Based on an idea conceived by French historian Édouard de Laboulaye at an 1865 dinner party in Paris, the Statue of Liberty took shape at the hands of a young sculptor, Frédéric Auguste Bartholdi, who is rumored to have based Lady Liberty's face on his mother's.

French engineer Gustave Eiffel—later renowned for his Parisian tower of "naked" metalwork—created the steel skeleton beneath the Statue of Liberty's delicate exterior, according to the Park Service.

"If you take two pennies, stack them together—that is about as thick as her copper skin," Rambo said.

After being shipped from France in hundreds of pieces and reassembled over four months atop the pedestal on Liberty Island, the "Statue of Liberty Enlightening the World" was formally dedicated on October 28, 1886—ten years after the U.S. centennial for which the statue had been intended.

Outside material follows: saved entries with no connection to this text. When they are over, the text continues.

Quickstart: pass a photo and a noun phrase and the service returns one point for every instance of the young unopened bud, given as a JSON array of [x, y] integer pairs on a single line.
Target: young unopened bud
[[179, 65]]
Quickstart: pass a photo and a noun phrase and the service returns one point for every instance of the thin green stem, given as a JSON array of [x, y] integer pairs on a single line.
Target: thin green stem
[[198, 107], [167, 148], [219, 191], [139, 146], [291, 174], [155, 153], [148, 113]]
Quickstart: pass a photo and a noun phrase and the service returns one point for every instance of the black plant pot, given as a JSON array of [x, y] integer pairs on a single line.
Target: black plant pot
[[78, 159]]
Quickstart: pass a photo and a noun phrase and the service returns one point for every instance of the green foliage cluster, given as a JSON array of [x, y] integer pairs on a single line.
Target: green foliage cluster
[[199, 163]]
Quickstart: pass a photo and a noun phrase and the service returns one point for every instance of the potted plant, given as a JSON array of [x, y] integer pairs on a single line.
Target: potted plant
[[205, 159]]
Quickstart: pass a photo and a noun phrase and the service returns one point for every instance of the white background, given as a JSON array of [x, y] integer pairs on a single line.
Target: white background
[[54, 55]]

Statue of Liberty Remodeled

The 21st-century modifications are hardly the only changes to the Statue of Liberty over its history. Shrapnel from a bomb blast on a neighboring island in 1916, for example, prompted the permanent closure of the torch's open-air balcony to visitors.

Beginning in 1982 the Statue of Liberty—with scaffolding eventually obscuring it from toes to torch—began undergoing a major restoration timed to the statue's centennial in 1986.

The biggest 1980s change was the replacement of Liberty's torch.

Originally intended to allow the statue to serve as a lighthouse, the previous flame—now housed in the museum on Liberty Island—was largely made up of amber-colored windows, which were lighted from within. Those windows, though, had openings that allowed in rain, which corroded the raised arm's support structure, Rambo said.

The 1986 flame has an unbroken, 24-carat gold leaf-covered skin that is lighted from the outside.

The 1980s restoration also included a thorough washing of the Statue of Liberty's copper skin, which has a naturally oxidized, green coating called a patina.

"The patina is a protective coating that the copper creates for itself," Rambo said—which isn't to say the metal doesn't need a little TLC now and again. The statue, Rambo added, "has to be washed with a combination of crushed walnut shells, baking soda, and pressurized water."

For now, though, the nut crushers, railing installers, and other renovators are due for a rest. But it won't last for long.

In two years the Statue of Liberty will close again for a retrofitting of the pedestal. The process should take about two years, Rambo said.

It may be worth the wait: When the crown reopens again, around 2013, about 480 people a day—double the current limit—should be able to access the crown.